MJ: would be good, could anybody move the relevant posts to a separate post? Or should I open a new post altogether?

The next bit should be discussed in the new post.

You can have 3584 simultaneous gap searches. In my 65-bit optimized code roughly 1/2 the candidates are prime after sieving. If I processed 32 candidates for a single gap I would be giving up about a factor of 16 in performance. I think the term Nvidia uses for a warp is single instruction multiple thread (SIMT) which is similar to SIMD.

A single GPU core is going to be slower than a single CPU core. GPU operations are 32-bit. Integer multiplication is slower than floating point multiplication (I think it is ~7x cycles for a 32 bit integer multiply 32-bit float on mine). Integer division and mod are very slow on a GPU and should be avoided as much as possible. GPUs are designed for fast 32-bit float multiply and fast memory access. Everything else is slower.

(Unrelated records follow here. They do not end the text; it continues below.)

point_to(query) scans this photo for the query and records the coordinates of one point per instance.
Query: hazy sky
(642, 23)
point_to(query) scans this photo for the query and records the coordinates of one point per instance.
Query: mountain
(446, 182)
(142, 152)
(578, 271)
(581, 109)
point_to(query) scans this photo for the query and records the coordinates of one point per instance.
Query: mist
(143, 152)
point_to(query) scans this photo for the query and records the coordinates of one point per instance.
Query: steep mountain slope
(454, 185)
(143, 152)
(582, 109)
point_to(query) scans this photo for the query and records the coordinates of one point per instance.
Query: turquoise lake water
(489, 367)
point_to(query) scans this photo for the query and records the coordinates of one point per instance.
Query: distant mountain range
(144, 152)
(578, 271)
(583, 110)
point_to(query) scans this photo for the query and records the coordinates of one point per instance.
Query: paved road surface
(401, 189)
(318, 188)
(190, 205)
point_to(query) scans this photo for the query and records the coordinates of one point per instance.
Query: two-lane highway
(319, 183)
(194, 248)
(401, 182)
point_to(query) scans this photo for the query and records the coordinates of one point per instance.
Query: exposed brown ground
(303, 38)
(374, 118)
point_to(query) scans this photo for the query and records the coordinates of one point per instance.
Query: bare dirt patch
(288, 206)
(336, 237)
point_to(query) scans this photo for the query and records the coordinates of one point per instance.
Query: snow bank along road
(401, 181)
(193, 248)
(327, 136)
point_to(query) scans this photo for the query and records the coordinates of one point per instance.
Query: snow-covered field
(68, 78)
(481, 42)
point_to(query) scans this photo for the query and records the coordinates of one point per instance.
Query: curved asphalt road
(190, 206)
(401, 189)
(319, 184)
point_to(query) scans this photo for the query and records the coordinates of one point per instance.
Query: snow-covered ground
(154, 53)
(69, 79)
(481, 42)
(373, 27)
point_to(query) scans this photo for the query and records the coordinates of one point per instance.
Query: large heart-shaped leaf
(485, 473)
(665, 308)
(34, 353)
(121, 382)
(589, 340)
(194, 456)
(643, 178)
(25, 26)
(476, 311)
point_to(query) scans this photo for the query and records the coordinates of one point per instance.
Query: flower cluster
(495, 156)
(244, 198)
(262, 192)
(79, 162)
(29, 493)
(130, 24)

For an idea of the processing power the specs are listed here

The 1080 Ti has about 10000 GFlops. That counts a multiply and accumulate as separate operations so 5000 GMACs. Divide by 7 gives me about 700E9/sec 32-bit integer multiply and accumulate.

On the memory side, global memory bandwidth is about 480 GB/s and shared memory is about a factor of 10 higher.

In my experience, my internet browser is slow while the GPU is running. Everything else I do is unaffected, but I don't use that computer for much.

I've only used linux and the GTX 10 series so not sure about cross platform / driver updates. Different GPU architectures (9 series vs 10 series, etc) have different instruction sets and features. Even within a single family the optimal parameters will probably change due to different capabilities.